As a convenient target for a link checker, a file is created in the output directory named sitemap.html with a link to every output form of every document named in the course.sitemap file.

4. Changing Appearances

As DocBook is converted into the page/pages/slides output formats, the conversion process mainly deals in the order in which things appear. The actual appearances are generally left to CSS style sheets. For example, if you were, in one of your documents, to create a program listing:

int x = 0;

and then look at the HTML generated from that you would probably see something like

<pre class="programlisting">
<b class="hl-keyword">int</b> x = <span class="hl-number">0</span>;
</pre>

There's nothing directly in that HTML that indicates that the keyword "int" should appear in bold, that program listings appear on a grey background , etc. Those decisions are made via CSS.

Most DocBook elements are translated into a basic HTML element with a class attribute that refers back to the original DocBook.

When you build the document set, within your output directory a directory named "shared" is created. Into this file is copied a basic set of CSS stylesheets, graphics (e.g., navigation icons), and Javascript files.

Most important of these is docbook.css, the basic set of instructions for rendering HTML generated from DocBook, and slides.css, a set of modifications to the docbook.css rules for slides (mainly uses larger fonts and allows for a background graphic).

4.1. Overriding the CSS Rules

There are several ways in which to override the default appearances I have set up.

  1. In your top directory (where you have your sitemap and outline), create your own shared directory. Any file that you place in there that has the same name as one of the defaults will be copied into your output area instead. Thus you can, if you wish, override the entire set of rules in docbook.css by providing your own file with the same name.

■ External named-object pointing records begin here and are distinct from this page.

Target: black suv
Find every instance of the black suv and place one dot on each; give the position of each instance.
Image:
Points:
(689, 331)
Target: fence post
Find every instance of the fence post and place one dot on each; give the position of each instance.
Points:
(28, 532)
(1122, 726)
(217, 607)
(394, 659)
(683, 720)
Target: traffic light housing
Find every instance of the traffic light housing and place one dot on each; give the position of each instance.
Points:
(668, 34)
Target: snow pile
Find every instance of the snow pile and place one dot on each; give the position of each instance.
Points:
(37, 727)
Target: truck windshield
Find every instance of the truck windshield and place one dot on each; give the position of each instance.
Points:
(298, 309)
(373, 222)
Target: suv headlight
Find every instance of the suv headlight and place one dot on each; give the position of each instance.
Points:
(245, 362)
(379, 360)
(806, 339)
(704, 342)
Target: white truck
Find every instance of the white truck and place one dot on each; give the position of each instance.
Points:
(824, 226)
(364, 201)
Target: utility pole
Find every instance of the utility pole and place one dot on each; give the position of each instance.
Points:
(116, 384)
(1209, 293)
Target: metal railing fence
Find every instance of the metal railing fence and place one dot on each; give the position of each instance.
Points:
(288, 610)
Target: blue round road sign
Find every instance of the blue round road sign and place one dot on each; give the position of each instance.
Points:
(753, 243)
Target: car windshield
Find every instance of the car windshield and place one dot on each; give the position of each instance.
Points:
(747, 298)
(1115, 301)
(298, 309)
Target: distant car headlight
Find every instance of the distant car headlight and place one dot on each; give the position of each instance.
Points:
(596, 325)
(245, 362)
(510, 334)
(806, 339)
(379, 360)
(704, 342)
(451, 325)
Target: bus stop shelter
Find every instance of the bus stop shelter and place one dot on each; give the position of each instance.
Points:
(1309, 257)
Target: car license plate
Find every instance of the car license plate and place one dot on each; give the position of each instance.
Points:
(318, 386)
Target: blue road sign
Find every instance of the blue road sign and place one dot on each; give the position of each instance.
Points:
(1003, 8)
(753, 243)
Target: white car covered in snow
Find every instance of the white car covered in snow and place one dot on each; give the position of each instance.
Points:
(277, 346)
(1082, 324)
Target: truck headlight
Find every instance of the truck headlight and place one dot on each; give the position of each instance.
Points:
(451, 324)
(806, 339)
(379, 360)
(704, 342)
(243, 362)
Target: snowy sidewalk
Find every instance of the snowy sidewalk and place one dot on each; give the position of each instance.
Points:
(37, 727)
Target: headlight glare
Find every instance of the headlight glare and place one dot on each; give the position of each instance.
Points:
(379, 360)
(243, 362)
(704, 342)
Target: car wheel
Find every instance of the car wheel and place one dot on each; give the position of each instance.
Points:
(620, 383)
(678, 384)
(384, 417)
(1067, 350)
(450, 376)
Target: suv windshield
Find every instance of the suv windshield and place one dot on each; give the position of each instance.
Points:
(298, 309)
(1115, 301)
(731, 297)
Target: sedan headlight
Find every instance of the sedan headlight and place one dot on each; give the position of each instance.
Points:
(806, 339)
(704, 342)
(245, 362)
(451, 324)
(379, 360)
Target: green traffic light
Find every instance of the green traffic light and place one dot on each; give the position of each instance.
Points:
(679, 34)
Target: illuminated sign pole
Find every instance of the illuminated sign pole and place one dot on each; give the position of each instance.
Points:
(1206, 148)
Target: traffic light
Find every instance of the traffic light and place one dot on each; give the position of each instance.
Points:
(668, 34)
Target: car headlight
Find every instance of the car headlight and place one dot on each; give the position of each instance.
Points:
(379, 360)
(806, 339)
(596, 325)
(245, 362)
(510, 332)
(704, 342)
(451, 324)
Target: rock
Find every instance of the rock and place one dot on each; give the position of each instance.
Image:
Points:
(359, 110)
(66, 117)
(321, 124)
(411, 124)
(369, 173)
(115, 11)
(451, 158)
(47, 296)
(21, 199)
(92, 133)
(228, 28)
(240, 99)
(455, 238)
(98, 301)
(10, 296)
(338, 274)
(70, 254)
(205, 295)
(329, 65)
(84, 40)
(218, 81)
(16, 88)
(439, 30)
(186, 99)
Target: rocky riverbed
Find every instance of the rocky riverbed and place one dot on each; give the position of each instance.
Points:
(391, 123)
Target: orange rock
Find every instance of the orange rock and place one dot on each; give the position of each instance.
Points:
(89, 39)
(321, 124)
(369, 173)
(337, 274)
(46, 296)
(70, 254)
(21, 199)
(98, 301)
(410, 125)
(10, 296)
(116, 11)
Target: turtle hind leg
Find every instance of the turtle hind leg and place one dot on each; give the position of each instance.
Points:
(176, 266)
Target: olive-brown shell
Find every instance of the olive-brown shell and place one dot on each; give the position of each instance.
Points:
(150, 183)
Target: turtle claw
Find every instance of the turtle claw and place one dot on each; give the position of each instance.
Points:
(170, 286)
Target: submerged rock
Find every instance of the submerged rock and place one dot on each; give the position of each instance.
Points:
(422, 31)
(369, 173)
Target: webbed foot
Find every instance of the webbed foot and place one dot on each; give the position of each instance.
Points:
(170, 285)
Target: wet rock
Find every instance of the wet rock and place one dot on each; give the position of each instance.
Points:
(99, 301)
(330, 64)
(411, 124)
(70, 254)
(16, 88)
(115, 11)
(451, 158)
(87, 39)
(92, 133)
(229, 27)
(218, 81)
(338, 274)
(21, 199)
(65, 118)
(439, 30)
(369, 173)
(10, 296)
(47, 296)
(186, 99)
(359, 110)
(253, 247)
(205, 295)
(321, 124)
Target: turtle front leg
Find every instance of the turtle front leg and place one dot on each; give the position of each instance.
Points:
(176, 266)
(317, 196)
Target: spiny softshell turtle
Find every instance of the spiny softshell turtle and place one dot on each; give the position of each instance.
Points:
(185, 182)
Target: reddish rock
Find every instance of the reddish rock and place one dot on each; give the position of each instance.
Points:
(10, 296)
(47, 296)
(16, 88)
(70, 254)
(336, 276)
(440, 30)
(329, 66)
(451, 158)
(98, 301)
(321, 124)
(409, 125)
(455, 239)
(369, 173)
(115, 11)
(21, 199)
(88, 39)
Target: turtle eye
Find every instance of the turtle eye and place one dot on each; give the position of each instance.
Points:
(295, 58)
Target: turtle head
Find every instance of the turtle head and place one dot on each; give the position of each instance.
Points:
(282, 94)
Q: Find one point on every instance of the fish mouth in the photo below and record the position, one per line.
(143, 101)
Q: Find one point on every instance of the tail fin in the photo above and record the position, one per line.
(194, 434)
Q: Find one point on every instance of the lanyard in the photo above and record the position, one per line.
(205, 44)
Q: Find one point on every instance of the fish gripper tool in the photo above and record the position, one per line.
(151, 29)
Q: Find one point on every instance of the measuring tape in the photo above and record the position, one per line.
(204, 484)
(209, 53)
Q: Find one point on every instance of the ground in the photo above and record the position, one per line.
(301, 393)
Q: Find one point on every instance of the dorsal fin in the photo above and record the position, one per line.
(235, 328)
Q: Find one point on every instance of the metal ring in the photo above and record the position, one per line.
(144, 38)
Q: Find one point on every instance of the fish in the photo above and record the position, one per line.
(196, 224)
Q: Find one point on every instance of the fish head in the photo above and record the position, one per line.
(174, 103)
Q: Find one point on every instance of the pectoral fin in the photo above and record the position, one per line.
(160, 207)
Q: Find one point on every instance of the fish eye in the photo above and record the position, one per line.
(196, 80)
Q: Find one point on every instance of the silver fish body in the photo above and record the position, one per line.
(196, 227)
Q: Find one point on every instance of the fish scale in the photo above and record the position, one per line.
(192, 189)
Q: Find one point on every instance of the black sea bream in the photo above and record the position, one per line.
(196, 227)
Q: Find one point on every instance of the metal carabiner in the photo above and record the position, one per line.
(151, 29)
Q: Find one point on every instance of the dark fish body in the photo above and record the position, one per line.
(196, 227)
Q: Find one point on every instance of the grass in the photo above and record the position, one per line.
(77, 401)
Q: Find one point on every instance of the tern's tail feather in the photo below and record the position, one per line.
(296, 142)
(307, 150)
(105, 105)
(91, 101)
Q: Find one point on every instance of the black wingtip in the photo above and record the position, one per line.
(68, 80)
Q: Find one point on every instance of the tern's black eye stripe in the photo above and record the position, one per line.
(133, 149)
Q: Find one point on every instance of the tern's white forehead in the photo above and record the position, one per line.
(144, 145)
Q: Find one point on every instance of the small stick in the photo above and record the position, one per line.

  2. Each DocBook output form also attempts to load, from the shared directory, a css file with the same name as that output form: page.css, pages.css, slides.css. You can provide any of these in your own shared directory.

  3. Each directory named in the sitemap can provide a file overrides.css that will be used by all documents in that directory. Thus you can provide a common set of rules for a small handful of related documents.

  4. Finally, each document documentName.dbk can be given, in its own directory, a file documentName.css to make document-specific changes.

Most documents won't use all of these mechanism. In order to avoid false error messages from link checkers, the actual code to load these files is inserted into web pages only if those files exist at the time that you build the document set. Keep in mind then, that if you decide to add a new .css file for the first time, you will need to rebuild all the affected documents before they start using it.

4.2. Overriding Javascript

There's not, at the present, a whole lot of Javascript used in this toolset. It's used

  • to provide the ASCIIMath support, and

  • on the mailbox/communications link at the bottom of the page (and the main reason it's used there is simply to encode the email address as it actually appears in the HTML to prevent spammers from harvesting your email address).

If you need to add new Javascript, then the rules are exactly the same as for the CSS files above. Just replace ".css" by ".js".

4.3. Overriding Graphics

The shared directory is also used to hold the graphics for the navigation icons, the callout marks, and a few other things. So, if you decide you don't like the look of the prev/next pointers and want to use something else, just place your own versions in your own shared directory.



[1] Windows use is currently limited to editing documents. I hope to support building document sets on Windows soon.